Today is the first day of Lent. I don't know why people give something up for the 40 days of Lent, but every year around the middle of it, I think "I should have tried to give something up." I am doing it for the challenge. I just want to see if I can do it. I didn't realize how addictive chocolate is.
I figured that I was just a pig, stuffing fistfuls of M&Ms into my gob at my desk after lunch. I mean, I am a pig, but today showed me that it is addictive. Quitting smoking was a lot easier on the first day than this.

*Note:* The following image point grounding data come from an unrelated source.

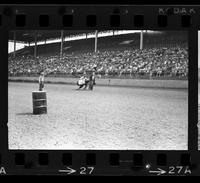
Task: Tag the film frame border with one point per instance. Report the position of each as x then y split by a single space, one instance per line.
111 162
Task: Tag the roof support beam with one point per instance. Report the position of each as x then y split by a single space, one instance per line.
35 48
141 40
14 44
96 37
61 45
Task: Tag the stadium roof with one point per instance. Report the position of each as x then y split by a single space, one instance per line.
27 36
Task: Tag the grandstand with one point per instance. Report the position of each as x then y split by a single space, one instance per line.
163 54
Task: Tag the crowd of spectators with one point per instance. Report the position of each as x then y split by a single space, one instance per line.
172 61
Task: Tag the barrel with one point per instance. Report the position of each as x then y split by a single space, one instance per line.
39 102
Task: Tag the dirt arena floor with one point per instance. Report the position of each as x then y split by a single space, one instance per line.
105 118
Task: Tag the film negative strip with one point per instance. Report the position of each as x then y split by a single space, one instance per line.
99 90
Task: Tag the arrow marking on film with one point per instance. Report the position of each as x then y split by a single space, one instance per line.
68 171
159 171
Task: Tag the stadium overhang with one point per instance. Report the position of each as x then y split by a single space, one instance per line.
28 36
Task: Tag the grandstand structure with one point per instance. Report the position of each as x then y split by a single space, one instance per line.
133 54
28 37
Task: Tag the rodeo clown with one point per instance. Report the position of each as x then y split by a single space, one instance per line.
41 81
83 81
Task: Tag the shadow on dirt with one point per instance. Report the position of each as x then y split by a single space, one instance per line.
24 114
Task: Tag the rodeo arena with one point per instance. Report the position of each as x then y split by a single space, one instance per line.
98 90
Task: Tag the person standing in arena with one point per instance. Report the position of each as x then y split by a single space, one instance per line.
41 81
92 80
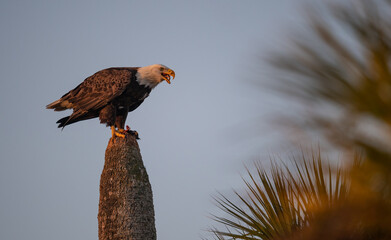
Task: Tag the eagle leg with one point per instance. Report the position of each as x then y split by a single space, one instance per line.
117 134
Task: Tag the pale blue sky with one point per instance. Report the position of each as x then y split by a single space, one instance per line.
194 132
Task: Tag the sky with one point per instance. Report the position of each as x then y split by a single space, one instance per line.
196 134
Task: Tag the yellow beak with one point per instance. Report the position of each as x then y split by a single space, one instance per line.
167 74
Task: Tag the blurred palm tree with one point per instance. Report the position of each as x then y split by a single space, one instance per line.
279 204
341 71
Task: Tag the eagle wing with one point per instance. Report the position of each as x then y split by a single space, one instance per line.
95 92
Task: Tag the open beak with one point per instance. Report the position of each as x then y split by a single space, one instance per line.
167 74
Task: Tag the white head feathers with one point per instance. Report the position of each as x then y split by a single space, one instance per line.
150 76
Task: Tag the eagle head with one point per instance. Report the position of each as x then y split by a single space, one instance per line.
151 76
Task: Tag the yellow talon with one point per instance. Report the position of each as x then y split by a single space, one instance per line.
118 134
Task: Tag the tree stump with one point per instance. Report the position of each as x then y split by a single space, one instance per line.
125 205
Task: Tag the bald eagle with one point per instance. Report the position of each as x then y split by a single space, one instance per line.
110 94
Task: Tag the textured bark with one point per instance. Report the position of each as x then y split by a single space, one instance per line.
125 205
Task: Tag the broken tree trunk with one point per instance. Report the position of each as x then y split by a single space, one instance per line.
125 204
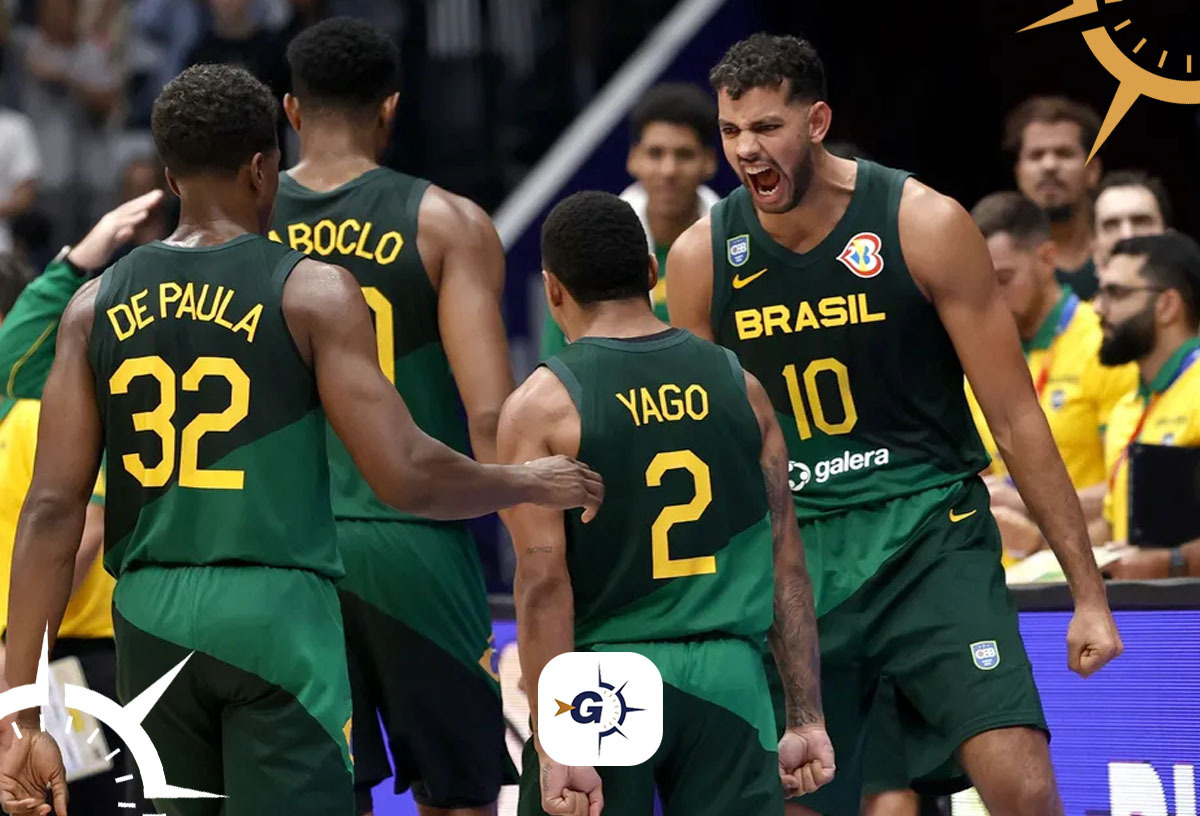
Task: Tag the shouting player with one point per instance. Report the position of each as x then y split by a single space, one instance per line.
432 270
858 297
682 569
204 366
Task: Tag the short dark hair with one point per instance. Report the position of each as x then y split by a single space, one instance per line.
343 64
1140 179
1013 214
15 275
214 119
1050 111
676 103
765 60
595 245
1173 262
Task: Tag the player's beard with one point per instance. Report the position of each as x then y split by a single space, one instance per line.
1131 340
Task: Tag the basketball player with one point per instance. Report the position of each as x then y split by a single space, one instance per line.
858 297
204 366
671 159
432 269
681 570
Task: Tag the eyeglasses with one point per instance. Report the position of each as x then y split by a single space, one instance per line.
1120 292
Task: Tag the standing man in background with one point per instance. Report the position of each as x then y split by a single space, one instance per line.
1129 203
432 271
1050 138
671 159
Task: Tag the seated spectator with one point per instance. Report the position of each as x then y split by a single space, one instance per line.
1129 203
1061 337
671 159
1050 138
1149 303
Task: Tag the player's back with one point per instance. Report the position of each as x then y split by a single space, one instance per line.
369 226
213 426
683 544
853 355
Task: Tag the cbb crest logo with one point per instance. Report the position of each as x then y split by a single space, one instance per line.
862 255
616 721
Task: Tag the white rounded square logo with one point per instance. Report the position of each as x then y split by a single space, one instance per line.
600 708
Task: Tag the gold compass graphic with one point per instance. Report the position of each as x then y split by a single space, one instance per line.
1133 35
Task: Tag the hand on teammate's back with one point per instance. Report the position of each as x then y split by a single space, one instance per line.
113 229
29 766
1092 639
568 484
569 790
805 760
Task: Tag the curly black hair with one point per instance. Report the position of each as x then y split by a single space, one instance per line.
676 103
766 60
595 245
345 65
213 119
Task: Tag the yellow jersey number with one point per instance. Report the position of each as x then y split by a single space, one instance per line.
665 567
160 420
850 414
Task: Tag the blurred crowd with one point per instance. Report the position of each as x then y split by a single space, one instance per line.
78 79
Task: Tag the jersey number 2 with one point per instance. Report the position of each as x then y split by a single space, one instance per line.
665 567
160 420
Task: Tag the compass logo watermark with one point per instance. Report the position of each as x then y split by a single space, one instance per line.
1135 79
600 708
125 721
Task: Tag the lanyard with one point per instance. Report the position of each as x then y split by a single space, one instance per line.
1068 312
1141 420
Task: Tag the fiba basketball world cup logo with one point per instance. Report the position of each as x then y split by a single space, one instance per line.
600 708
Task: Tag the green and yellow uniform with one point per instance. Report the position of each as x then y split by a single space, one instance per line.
1075 391
413 592
677 565
895 523
1164 413
219 528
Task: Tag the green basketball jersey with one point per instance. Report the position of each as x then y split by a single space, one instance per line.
861 371
683 545
214 432
369 226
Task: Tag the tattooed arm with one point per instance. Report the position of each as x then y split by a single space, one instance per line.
805 754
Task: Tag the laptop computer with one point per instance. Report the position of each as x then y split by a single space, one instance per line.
1164 495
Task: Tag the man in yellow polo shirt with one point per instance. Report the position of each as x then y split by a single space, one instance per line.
1150 311
1061 336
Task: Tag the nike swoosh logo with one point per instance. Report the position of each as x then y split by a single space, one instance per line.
739 282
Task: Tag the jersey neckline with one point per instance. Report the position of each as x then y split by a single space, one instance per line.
833 239
214 247
659 340
294 186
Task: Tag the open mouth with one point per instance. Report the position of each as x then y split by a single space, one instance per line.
763 180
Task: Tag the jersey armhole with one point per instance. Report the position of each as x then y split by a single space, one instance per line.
568 379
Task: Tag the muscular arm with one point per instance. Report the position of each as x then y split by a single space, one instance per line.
948 259
690 294
793 635
459 244
52 521
407 468
538 420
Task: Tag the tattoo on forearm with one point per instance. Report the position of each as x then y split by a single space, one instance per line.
793 635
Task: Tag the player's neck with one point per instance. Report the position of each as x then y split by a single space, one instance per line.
618 318
1050 297
1169 341
209 217
1073 239
822 207
665 228
331 155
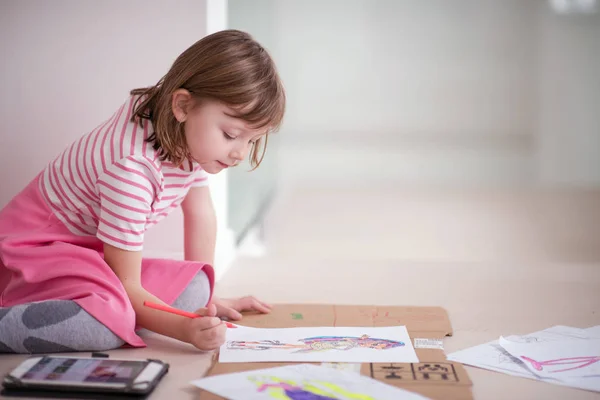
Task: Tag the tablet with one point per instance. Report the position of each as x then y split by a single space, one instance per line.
85 375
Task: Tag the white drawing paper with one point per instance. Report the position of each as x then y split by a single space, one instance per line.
594 331
300 381
493 357
560 359
319 344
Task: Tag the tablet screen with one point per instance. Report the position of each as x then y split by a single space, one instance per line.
71 370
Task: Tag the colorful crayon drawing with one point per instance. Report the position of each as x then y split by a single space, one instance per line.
578 362
318 343
285 389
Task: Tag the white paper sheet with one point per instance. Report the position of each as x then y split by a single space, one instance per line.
594 331
314 344
299 381
560 359
493 357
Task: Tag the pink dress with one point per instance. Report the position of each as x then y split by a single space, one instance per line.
108 186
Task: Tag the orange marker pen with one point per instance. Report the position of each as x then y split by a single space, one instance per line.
180 312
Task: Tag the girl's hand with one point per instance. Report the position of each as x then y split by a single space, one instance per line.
206 333
231 308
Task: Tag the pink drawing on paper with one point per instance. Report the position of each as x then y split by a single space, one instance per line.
318 343
576 362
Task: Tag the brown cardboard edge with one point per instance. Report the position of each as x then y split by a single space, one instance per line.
431 359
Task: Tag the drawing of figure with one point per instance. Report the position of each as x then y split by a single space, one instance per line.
318 343
284 389
578 362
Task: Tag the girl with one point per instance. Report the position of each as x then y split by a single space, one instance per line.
72 276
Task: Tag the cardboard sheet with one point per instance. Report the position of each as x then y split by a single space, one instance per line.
433 376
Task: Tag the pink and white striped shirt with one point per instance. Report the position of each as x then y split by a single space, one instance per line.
111 184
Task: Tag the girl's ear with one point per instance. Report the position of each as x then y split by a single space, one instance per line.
181 102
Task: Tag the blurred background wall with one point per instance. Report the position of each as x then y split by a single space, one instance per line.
436 92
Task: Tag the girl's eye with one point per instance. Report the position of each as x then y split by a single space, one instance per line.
228 136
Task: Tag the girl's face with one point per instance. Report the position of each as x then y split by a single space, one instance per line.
216 140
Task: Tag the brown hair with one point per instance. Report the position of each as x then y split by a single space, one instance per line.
228 66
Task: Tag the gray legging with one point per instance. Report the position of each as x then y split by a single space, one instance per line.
63 326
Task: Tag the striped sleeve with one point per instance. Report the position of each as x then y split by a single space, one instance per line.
127 190
200 177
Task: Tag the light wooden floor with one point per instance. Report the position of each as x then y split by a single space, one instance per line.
501 262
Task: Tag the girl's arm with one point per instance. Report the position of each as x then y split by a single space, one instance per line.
204 333
200 231
200 225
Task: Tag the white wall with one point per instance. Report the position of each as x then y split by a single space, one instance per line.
569 99
478 91
68 64
430 68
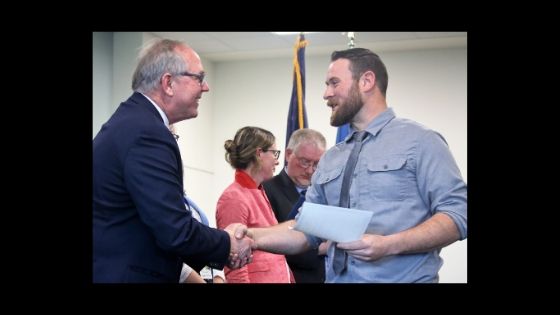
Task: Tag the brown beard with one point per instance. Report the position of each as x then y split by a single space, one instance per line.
347 110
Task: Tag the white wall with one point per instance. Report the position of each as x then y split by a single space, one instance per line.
102 70
429 86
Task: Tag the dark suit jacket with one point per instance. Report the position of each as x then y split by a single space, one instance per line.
141 229
282 193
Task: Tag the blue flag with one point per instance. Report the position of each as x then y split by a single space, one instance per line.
342 132
297 116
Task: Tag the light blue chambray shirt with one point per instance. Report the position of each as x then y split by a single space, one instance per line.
404 175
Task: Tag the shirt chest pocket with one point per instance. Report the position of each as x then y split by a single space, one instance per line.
386 178
330 181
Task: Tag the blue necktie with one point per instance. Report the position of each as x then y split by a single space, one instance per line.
298 204
340 258
193 206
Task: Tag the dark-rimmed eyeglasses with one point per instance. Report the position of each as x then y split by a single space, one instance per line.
198 76
275 152
305 163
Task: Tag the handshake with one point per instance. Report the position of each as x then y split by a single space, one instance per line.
240 252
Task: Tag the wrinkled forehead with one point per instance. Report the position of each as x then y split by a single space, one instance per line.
339 68
191 58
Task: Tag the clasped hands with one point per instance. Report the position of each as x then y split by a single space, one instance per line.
240 252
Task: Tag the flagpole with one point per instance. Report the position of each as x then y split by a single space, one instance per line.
344 130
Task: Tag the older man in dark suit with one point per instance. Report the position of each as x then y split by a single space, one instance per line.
305 148
142 231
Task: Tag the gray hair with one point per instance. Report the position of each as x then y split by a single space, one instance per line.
306 135
155 59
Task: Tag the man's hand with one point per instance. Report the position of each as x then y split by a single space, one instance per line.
240 252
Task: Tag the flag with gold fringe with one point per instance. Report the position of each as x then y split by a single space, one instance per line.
297 116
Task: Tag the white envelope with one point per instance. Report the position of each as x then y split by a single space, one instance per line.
333 223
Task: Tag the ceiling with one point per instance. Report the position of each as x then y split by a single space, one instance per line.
223 46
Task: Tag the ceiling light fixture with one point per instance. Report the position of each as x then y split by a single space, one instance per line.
291 33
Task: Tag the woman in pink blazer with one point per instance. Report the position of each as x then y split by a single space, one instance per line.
253 155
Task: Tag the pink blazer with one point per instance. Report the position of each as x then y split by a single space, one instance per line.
244 202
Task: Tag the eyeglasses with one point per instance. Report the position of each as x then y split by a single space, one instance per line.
305 163
198 76
275 152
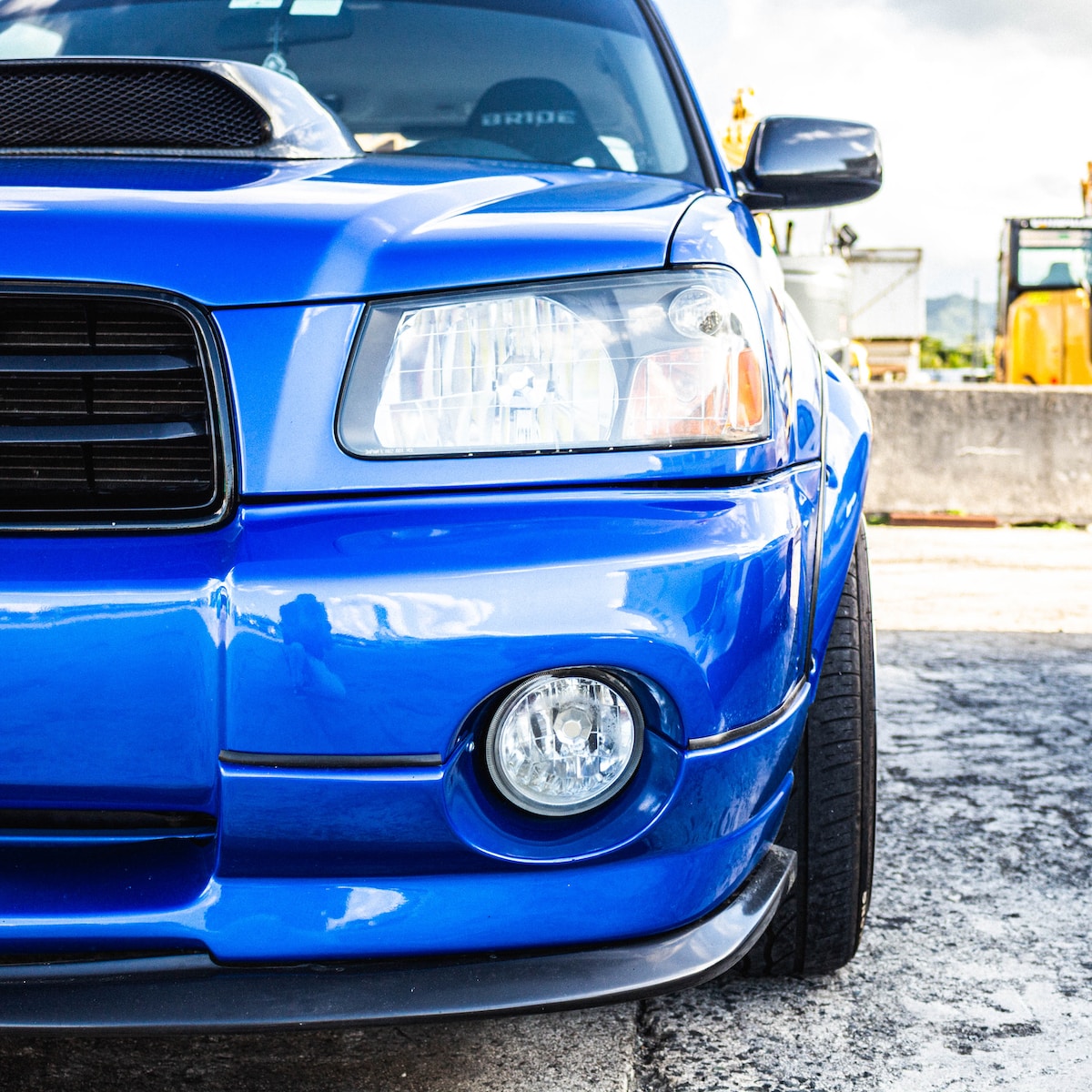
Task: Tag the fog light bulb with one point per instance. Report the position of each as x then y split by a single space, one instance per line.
565 742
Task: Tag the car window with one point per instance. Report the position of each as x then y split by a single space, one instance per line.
549 81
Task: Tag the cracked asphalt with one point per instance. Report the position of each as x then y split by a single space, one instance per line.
976 971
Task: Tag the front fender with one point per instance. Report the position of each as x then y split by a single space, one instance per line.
847 441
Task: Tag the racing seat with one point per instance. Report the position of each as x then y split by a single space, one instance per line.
541 118
1059 276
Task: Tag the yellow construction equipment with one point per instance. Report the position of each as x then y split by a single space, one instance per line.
1043 318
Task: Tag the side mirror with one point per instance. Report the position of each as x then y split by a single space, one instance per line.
809 163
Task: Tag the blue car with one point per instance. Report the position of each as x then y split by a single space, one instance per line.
431 569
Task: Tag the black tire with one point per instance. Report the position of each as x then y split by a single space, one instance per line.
831 816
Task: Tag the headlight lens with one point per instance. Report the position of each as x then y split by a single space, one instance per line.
563 743
658 359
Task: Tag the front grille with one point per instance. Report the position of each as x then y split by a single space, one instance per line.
107 413
86 104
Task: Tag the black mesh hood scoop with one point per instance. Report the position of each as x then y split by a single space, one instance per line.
137 106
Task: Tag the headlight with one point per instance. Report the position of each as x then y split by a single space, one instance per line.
565 742
652 359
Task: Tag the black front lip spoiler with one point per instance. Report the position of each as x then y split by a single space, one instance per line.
194 994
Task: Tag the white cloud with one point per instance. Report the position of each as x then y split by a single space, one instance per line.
976 118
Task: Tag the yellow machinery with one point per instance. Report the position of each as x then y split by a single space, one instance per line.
1043 318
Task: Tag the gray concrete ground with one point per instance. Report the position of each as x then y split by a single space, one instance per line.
976 966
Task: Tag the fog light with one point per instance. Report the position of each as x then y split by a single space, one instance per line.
563 743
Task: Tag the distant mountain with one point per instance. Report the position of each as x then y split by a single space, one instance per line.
951 320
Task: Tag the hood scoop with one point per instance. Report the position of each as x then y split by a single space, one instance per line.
136 106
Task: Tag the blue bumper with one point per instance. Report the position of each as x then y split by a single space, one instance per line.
294 703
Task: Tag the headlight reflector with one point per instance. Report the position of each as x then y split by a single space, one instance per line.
563 743
651 359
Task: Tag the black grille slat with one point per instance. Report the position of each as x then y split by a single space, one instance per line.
113 414
61 364
117 432
83 104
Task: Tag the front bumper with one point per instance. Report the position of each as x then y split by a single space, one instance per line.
192 993
268 694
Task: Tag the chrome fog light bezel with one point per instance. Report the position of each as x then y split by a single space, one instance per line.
535 805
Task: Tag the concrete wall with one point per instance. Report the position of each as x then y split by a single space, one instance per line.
1015 452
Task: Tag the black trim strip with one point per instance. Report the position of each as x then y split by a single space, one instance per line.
330 762
57 364
145 432
795 697
192 993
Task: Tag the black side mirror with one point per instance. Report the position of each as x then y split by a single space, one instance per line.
809 163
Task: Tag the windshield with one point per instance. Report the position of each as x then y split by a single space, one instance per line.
576 82
1054 258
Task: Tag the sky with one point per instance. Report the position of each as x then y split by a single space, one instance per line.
982 107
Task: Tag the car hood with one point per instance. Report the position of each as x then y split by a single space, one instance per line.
235 234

It says in Alcoholics Anonymous's Big Book on page 133 that "[a doctor] thought that all alcoholics should constantly have chocolate available for its quick energy value at times of fatigue." I guess I took that to heart, because I seem to always have chocolate around, and eat it after most meals.
Often when I don't have chocolate at work (or even if I do), I'll get a pudding cup. They're only $1.69, and feed my need. I got this with lunch yesterday knowing it was my last chocolate hurrah for a while. It went down smooth.
I hope to lose some weight in these 40 days, and that's what I'll focus on when the urge is strong. "Nothing tastes as good as being thin feels," right? I know it will get easier with time, but all day I've been fantasizing about the chocolate binge I'm going to have on Easter.
My stash on 8/1/13. It almost lasted 2 months.